Still in the recovery program, I came to College of Charleston to finish my degree. The following February I went on a month-long heroin binge. The inevitable happened: I overdosed. My heart stopped. I turned blue. My friend called the ambulance and gave me CPR until they got there. My pulse came back just as they arrived. The culmination of all of my failures in this overdose was more than I could take. It took losing my life to realize I can’t do life alone—to realize I needed Jesus. A friend in my rehab program had told me about NewSpring, and I’d checked it out a few times before. That’s where I met Brendan. Three weeks after my overdose, I called him to talk about accepting Christ.

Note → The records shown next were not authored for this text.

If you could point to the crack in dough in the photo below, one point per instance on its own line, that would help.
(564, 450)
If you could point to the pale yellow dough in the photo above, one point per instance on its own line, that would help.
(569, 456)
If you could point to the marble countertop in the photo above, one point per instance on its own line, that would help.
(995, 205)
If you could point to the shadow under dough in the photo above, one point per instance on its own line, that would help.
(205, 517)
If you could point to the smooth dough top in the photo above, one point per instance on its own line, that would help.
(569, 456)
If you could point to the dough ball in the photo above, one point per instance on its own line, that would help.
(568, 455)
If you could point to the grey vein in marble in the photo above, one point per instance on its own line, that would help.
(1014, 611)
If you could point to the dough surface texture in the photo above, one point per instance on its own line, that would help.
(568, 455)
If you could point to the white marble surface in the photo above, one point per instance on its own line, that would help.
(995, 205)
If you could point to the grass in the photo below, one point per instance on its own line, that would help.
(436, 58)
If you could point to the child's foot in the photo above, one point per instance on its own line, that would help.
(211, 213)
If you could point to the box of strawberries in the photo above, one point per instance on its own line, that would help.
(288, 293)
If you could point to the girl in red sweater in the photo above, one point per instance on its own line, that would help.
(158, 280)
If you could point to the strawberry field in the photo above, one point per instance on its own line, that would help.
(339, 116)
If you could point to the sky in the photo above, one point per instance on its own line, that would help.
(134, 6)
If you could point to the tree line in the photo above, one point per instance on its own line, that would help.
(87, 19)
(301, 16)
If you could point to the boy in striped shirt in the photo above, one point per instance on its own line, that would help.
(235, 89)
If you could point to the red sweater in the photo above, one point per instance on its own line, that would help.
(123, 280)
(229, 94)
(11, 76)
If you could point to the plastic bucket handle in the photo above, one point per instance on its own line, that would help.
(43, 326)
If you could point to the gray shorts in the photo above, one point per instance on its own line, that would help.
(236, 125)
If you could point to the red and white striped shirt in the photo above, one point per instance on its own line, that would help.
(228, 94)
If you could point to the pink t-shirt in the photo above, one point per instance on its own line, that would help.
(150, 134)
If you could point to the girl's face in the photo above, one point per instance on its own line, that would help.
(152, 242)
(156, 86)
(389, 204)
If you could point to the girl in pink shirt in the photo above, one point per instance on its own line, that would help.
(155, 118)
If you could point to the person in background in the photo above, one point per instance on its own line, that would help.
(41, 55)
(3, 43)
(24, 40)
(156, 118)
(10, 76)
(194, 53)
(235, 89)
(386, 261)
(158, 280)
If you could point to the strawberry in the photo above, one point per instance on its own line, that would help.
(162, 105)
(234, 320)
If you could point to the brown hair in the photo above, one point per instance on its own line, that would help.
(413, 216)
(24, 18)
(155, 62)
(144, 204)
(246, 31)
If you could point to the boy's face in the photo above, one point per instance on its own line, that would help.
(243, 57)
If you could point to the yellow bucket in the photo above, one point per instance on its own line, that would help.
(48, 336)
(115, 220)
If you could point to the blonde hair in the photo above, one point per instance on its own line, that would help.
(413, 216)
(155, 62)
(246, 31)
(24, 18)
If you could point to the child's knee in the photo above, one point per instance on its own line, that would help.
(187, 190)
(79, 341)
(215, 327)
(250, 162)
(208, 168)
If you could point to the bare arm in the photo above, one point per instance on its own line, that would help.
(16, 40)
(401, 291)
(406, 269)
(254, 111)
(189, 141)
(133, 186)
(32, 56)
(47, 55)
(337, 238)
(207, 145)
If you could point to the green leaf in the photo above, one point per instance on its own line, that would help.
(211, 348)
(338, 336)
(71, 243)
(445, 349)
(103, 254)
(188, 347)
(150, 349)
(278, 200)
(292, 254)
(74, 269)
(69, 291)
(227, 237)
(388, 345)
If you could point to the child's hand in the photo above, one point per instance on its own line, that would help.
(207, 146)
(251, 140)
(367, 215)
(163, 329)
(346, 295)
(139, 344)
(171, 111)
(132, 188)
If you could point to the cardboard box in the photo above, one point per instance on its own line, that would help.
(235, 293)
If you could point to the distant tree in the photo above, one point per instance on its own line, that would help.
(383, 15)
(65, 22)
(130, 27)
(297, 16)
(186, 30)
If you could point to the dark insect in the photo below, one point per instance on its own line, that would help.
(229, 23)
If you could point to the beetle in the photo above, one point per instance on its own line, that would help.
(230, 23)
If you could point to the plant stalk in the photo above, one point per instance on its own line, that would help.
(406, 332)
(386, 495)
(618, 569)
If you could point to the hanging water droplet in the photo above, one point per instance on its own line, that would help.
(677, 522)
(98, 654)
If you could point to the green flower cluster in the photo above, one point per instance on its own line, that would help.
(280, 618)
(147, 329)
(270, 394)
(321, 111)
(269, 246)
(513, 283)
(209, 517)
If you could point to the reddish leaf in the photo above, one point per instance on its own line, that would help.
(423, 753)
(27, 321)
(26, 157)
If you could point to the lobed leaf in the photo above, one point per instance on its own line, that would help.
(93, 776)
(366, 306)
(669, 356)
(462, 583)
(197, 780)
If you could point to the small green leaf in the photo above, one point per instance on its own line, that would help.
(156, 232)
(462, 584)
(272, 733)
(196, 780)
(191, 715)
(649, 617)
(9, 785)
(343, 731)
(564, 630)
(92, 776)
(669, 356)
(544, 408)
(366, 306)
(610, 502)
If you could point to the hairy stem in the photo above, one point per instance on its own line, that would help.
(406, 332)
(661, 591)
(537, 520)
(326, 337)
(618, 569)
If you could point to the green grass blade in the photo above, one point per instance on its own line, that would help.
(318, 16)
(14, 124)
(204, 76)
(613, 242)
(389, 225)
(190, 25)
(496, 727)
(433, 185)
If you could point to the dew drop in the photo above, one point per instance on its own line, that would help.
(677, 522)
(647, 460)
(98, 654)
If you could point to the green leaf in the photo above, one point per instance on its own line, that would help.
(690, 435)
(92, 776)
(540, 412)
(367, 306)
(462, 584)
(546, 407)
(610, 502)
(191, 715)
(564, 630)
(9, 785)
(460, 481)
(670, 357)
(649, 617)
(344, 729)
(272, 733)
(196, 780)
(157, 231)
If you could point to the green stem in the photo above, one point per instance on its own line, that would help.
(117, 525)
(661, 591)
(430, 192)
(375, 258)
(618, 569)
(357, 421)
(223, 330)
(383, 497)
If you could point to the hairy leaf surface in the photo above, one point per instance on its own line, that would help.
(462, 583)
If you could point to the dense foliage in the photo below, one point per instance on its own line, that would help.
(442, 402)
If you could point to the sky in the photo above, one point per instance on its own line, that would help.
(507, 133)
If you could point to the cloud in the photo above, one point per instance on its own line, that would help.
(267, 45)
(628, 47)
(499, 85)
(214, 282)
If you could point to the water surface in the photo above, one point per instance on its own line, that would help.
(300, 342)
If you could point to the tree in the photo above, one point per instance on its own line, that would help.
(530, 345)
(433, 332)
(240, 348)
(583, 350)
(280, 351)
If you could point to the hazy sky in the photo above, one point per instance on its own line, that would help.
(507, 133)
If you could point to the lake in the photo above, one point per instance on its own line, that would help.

Ever since then I haven’t looked back. I still have stumbling blocks, but when Jesus is the focal point of my life I move forward exponentially more than when I try to control things myself. It’s great knowing I don’t have to fight anymore because in Jesus I have hope. It’s not about getting more. It’s appreciating what I’ve got. I might not have the perfect life, but I was dead, and now in Jesus I’m alive.